Knox County Schools budget cuts impact students with disabilities

Local News

KNOXVILLE (WATE) – Knox County school system staffers who help special needs students learned this week that their positions are being cut.

“We want answers,” Julya Johnson said.

About 150 students benefit from assistive technology, making learning a little easier for children with dyslexia and other learning disabilities.

Johnson, a former WATE 6 On Your Side meteorologist, said the assistive technology department helped her child excel in the classroom.

“It has been a life changer, a game changer,” she said. “I mean my child is on the honor roll every single time and this is a child with severe dyslexia.”More online: Read the full budget proposal

The removal of the department means cuts to three positions – staffers well-trained in facilitating learning for special needs students.

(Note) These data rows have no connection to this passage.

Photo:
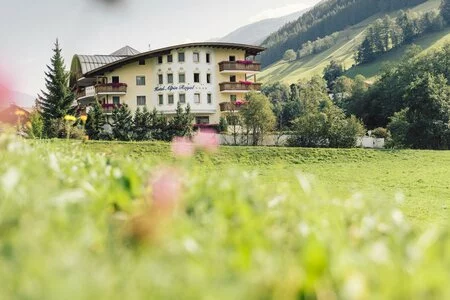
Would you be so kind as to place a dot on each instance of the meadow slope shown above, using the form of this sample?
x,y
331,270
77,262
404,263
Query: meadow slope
x,y
344,50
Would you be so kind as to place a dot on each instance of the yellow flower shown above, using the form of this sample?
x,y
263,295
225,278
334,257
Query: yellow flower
x,y
70,118
19,113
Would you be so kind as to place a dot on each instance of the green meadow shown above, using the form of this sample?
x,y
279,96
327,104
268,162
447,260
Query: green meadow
x,y
88,220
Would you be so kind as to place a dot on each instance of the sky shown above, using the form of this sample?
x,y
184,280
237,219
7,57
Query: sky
x,y
29,28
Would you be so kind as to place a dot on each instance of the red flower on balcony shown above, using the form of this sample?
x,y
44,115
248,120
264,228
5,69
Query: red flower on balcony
x,y
239,103
114,85
246,82
110,105
245,62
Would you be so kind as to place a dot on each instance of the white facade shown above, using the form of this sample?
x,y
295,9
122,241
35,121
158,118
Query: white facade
x,y
162,78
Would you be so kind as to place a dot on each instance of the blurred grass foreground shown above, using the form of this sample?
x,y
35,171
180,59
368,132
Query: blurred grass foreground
x,y
80,224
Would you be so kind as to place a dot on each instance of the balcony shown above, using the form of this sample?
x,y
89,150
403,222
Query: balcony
x,y
244,66
81,94
231,106
236,87
109,108
111,89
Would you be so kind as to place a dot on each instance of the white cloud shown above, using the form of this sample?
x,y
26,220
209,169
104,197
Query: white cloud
x,y
282,11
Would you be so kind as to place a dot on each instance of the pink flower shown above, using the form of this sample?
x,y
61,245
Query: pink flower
x,y
207,140
5,94
182,147
239,102
166,186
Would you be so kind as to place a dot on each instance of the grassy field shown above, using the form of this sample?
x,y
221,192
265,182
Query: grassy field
x,y
422,176
107,220
344,50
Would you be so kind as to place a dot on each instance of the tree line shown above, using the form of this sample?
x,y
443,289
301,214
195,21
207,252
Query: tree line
x,y
389,33
305,112
411,99
323,20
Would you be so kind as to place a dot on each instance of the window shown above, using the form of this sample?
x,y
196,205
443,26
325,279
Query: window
x,y
171,99
181,57
140,80
202,120
141,100
196,57
197,77
116,100
197,98
182,98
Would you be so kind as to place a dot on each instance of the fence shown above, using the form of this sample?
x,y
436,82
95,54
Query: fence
x,y
281,140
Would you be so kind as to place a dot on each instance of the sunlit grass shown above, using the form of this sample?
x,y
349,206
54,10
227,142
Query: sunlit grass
x,y
82,221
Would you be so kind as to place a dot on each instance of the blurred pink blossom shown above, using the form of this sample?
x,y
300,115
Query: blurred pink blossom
x,y
5,92
182,147
166,186
207,140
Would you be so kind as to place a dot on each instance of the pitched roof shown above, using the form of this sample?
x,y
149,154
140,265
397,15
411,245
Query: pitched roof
x,y
125,51
92,62
249,50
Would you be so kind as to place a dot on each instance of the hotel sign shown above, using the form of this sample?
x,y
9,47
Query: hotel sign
x,y
181,87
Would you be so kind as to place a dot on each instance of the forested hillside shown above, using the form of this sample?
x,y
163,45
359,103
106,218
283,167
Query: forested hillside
x,y
343,46
323,20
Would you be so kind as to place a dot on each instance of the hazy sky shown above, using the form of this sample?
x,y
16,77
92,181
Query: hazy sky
x,y
28,28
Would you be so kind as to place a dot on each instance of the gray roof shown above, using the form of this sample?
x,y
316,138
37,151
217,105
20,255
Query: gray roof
x,y
126,51
123,60
92,62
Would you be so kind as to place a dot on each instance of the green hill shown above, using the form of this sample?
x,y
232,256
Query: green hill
x,y
344,50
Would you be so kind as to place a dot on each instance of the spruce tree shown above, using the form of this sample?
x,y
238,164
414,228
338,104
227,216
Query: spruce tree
x,y
445,10
95,122
122,127
56,102
142,125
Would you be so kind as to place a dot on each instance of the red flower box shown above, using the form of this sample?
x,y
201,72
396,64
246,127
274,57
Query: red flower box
x,y
246,82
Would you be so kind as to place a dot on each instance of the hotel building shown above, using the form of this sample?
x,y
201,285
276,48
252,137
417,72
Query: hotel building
x,y
207,76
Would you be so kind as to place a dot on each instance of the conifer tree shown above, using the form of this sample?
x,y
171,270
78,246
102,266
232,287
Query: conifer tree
x,y
56,102
122,127
445,10
95,122
142,125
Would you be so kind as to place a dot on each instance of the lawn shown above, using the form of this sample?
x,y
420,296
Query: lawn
x,y
109,220
421,176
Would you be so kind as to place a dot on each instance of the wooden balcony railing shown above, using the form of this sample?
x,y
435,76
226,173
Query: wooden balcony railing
x,y
81,94
247,66
109,108
231,106
111,88
240,86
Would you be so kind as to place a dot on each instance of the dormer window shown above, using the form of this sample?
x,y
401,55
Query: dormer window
x,y
196,57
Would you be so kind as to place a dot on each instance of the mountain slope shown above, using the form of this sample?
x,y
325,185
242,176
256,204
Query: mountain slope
x,y
256,33
325,19
344,49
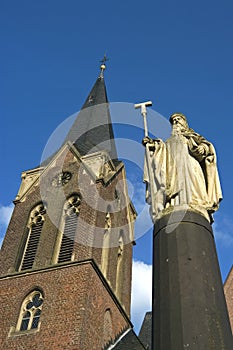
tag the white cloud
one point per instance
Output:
(141, 293)
(223, 231)
(5, 215)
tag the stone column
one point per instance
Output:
(189, 308)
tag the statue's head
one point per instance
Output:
(179, 119)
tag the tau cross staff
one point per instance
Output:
(148, 171)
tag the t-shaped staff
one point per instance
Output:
(143, 106)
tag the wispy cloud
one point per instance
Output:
(5, 215)
(141, 292)
(223, 231)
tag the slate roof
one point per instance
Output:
(92, 129)
(129, 342)
(145, 333)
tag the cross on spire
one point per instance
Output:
(103, 65)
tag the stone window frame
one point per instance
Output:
(36, 218)
(65, 211)
(33, 308)
(106, 242)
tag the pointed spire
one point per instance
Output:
(92, 130)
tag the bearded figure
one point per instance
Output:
(181, 173)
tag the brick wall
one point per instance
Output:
(228, 290)
(75, 302)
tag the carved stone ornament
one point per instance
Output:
(37, 215)
(61, 179)
(72, 205)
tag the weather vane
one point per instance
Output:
(104, 59)
(103, 65)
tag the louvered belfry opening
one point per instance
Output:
(32, 245)
(71, 212)
(35, 225)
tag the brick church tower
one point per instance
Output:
(65, 263)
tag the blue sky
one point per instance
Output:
(179, 54)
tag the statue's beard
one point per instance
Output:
(178, 129)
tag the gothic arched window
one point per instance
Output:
(34, 227)
(106, 242)
(29, 317)
(68, 229)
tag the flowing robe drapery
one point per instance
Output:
(178, 175)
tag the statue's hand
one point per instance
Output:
(201, 149)
(146, 140)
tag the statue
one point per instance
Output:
(181, 173)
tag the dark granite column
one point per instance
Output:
(189, 308)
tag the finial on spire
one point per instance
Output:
(103, 65)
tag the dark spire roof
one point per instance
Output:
(92, 129)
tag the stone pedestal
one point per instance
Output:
(189, 308)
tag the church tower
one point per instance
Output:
(65, 263)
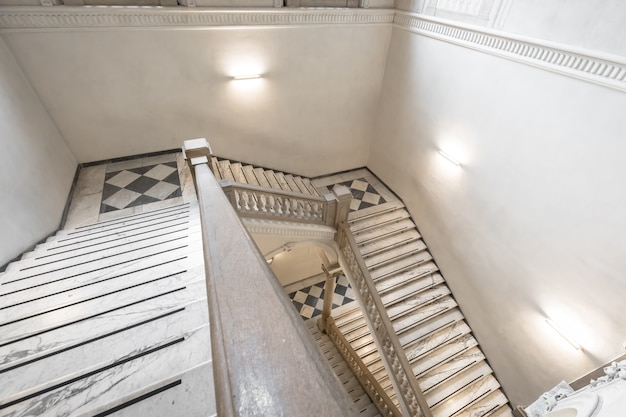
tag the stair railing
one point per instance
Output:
(409, 394)
(265, 363)
(259, 202)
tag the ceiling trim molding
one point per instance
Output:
(596, 67)
(41, 18)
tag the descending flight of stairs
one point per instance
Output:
(444, 356)
(109, 319)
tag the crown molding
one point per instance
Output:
(603, 69)
(61, 17)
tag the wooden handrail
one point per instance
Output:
(409, 394)
(265, 363)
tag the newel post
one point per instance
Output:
(343, 197)
(197, 151)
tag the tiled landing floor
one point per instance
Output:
(309, 301)
(117, 189)
(367, 190)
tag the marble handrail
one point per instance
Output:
(377, 394)
(260, 202)
(409, 394)
(264, 360)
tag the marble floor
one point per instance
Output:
(116, 189)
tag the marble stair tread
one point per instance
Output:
(96, 390)
(415, 318)
(237, 171)
(433, 325)
(448, 332)
(59, 252)
(97, 291)
(26, 326)
(397, 289)
(250, 177)
(165, 263)
(54, 339)
(391, 256)
(375, 235)
(124, 222)
(59, 259)
(397, 309)
(186, 394)
(224, 169)
(379, 221)
(390, 242)
(376, 210)
(271, 179)
(261, 178)
(456, 365)
(456, 383)
(465, 398)
(401, 265)
(441, 355)
(98, 265)
(38, 375)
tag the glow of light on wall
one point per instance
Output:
(564, 334)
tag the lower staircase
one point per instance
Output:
(109, 319)
(450, 368)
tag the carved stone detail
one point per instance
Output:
(606, 70)
(34, 18)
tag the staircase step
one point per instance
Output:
(452, 367)
(376, 210)
(388, 243)
(97, 389)
(399, 309)
(261, 178)
(434, 339)
(99, 353)
(378, 222)
(374, 235)
(408, 281)
(412, 321)
(400, 265)
(439, 356)
(459, 382)
(271, 179)
(464, 399)
(224, 169)
(250, 177)
(165, 399)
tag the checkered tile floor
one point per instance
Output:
(136, 186)
(364, 195)
(309, 301)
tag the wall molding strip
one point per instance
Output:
(29, 18)
(596, 67)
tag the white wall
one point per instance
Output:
(122, 92)
(36, 166)
(533, 224)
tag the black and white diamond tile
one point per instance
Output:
(142, 185)
(309, 301)
(364, 194)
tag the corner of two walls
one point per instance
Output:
(532, 225)
(36, 166)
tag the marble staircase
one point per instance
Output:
(109, 319)
(249, 174)
(450, 368)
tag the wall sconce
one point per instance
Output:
(564, 335)
(449, 158)
(246, 77)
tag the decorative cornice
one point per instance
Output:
(16, 18)
(605, 69)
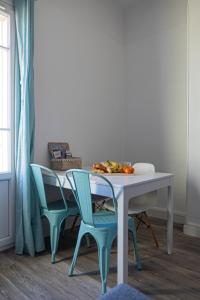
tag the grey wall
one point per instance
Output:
(193, 195)
(156, 88)
(79, 63)
(113, 82)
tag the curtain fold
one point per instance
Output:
(29, 236)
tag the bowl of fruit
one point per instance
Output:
(112, 167)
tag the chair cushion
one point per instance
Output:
(123, 292)
(59, 206)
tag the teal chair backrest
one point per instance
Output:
(80, 184)
(38, 172)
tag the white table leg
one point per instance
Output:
(122, 245)
(170, 217)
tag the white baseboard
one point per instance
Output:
(161, 213)
(192, 229)
(6, 247)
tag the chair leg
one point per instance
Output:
(104, 263)
(55, 226)
(149, 226)
(76, 251)
(74, 223)
(63, 228)
(135, 245)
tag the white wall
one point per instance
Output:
(193, 195)
(156, 98)
(114, 85)
(79, 61)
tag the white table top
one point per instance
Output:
(127, 179)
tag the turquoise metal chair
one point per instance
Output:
(56, 212)
(101, 225)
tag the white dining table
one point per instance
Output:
(125, 188)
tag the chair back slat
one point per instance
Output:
(80, 184)
(38, 177)
(82, 193)
(38, 173)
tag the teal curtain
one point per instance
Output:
(29, 237)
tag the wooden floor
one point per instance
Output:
(163, 277)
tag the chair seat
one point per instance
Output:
(105, 219)
(58, 206)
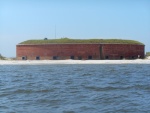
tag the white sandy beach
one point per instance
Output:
(38, 62)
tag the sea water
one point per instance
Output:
(74, 88)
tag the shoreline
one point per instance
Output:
(42, 62)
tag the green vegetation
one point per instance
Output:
(84, 41)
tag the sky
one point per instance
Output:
(22, 20)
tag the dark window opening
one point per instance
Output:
(24, 58)
(79, 58)
(71, 57)
(38, 58)
(55, 57)
(89, 57)
(106, 57)
(121, 57)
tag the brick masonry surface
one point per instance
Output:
(79, 51)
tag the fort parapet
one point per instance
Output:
(96, 49)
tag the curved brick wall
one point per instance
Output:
(79, 51)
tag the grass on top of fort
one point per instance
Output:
(83, 41)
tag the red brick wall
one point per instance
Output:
(64, 51)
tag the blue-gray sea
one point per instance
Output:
(74, 88)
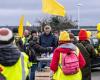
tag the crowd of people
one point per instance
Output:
(70, 60)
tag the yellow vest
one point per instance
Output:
(19, 71)
(59, 75)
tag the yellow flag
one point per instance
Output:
(28, 24)
(53, 7)
(98, 26)
(21, 28)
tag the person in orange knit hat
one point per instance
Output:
(88, 53)
(56, 66)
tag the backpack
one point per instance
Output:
(70, 63)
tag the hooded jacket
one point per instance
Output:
(58, 74)
(63, 49)
(9, 55)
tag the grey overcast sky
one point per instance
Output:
(11, 10)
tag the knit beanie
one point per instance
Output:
(83, 35)
(64, 36)
(6, 36)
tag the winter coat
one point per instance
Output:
(36, 49)
(88, 52)
(9, 55)
(48, 40)
(14, 64)
(54, 66)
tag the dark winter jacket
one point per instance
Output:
(9, 55)
(48, 40)
(88, 52)
(36, 49)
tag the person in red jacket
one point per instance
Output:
(64, 45)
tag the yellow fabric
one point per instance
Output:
(21, 28)
(28, 24)
(89, 34)
(23, 40)
(15, 72)
(98, 26)
(60, 76)
(64, 36)
(98, 35)
(53, 7)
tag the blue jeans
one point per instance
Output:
(32, 72)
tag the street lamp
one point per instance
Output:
(78, 7)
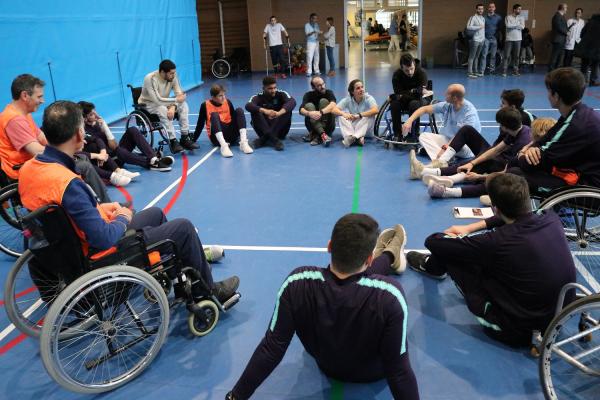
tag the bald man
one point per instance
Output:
(457, 114)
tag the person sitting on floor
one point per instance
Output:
(510, 277)
(351, 317)
(224, 123)
(357, 113)
(271, 113)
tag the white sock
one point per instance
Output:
(220, 139)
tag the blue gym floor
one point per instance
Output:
(292, 199)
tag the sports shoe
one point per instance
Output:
(245, 147)
(226, 151)
(119, 180)
(416, 261)
(416, 166)
(224, 289)
(442, 180)
(435, 190)
(213, 253)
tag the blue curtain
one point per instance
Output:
(90, 50)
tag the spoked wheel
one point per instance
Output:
(125, 337)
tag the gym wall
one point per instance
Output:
(79, 42)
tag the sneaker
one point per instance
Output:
(416, 261)
(224, 289)
(442, 180)
(245, 147)
(416, 166)
(226, 151)
(213, 253)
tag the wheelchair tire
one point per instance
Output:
(116, 294)
(220, 68)
(202, 325)
(563, 334)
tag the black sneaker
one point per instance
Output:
(417, 261)
(224, 289)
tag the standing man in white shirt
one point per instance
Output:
(312, 32)
(515, 24)
(574, 26)
(273, 31)
(476, 26)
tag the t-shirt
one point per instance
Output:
(274, 33)
(454, 120)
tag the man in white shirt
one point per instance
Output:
(273, 31)
(515, 24)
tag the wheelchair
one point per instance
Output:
(101, 319)
(383, 129)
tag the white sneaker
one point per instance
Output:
(226, 151)
(119, 180)
(245, 147)
(442, 180)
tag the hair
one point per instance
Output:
(514, 97)
(86, 107)
(61, 122)
(166, 66)
(509, 193)
(216, 88)
(352, 241)
(541, 126)
(568, 83)
(24, 83)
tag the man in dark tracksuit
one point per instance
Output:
(271, 113)
(570, 152)
(510, 277)
(350, 317)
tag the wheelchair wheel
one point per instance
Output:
(126, 336)
(569, 365)
(221, 68)
(204, 321)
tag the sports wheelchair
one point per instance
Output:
(383, 129)
(101, 319)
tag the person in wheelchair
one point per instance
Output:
(408, 82)
(123, 150)
(569, 154)
(50, 178)
(155, 95)
(509, 276)
(21, 139)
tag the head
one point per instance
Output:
(28, 91)
(512, 98)
(270, 85)
(541, 126)
(63, 126)
(565, 86)
(352, 243)
(407, 63)
(509, 194)
(166, 69)
(217, 93)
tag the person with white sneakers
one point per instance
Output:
(224, 123)
(357, 113)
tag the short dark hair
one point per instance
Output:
(24, 83)
(509, 118)
(352, 241)
(509, 193)
(86, 107)
(568, 83)
(166, 66)
(514, 97)
(61, 121)
(215, 89)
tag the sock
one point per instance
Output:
(221, 139)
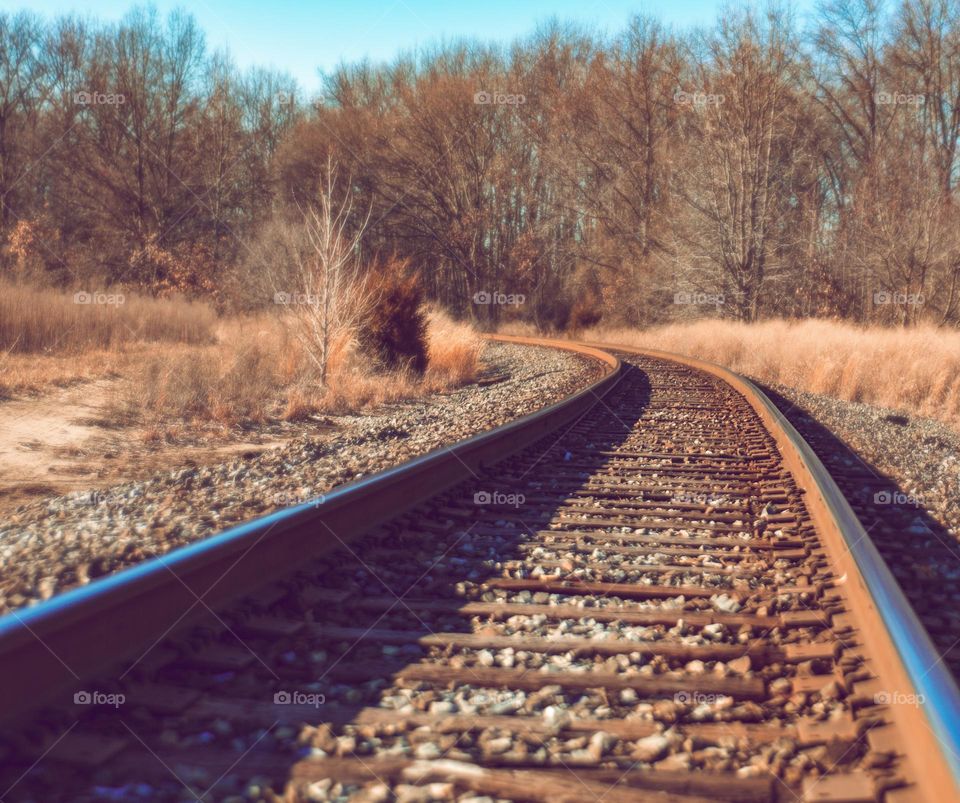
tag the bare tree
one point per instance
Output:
(322, 285)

“And for them to get rid of that level of expertise without letting us know, without letting the tax payers know, without letting us vote on it, to me it was traumatic,” Johnson said.

The decision to eliminate the department was a recommendation from the county’s Department of Student Support Services, not a decision made by the school board.

“My email box was kind of flooded from parents and grandparents that were speaking in opposition to these cuts being made and how it would impact their children and grandchildren,” Knox County School Board Member Patti Bounds said.

To fill the void, the school system plans to train more teachers to address the needs of these students.

“We’ll continue to have some specialists that are trained that are part of a larger team that are trained on specifically providing support for more intensive needs but a big piece of that training is going to be training all of our staff in all 90 of our schools,” Melisssa Massie, executive director for Knox County Schools student support services, said.

However, Knox County Education Association President Lauren Hopson said that will only put a greater burden on teachers.

“With the teachers, my biggest concern is this is going to be one more thing put off on them to do, which may not be their area of expertise,” Hopson said.

Parents like Johnson hope administrators will reconsider their decision, so that students like her son do not get left behind.

“This particular cut directly affects access to learning and to me it would be the same thing as if they cut textbooks,” Johnson said. “This is an access to learning so I hope they listen to that and take that into account.”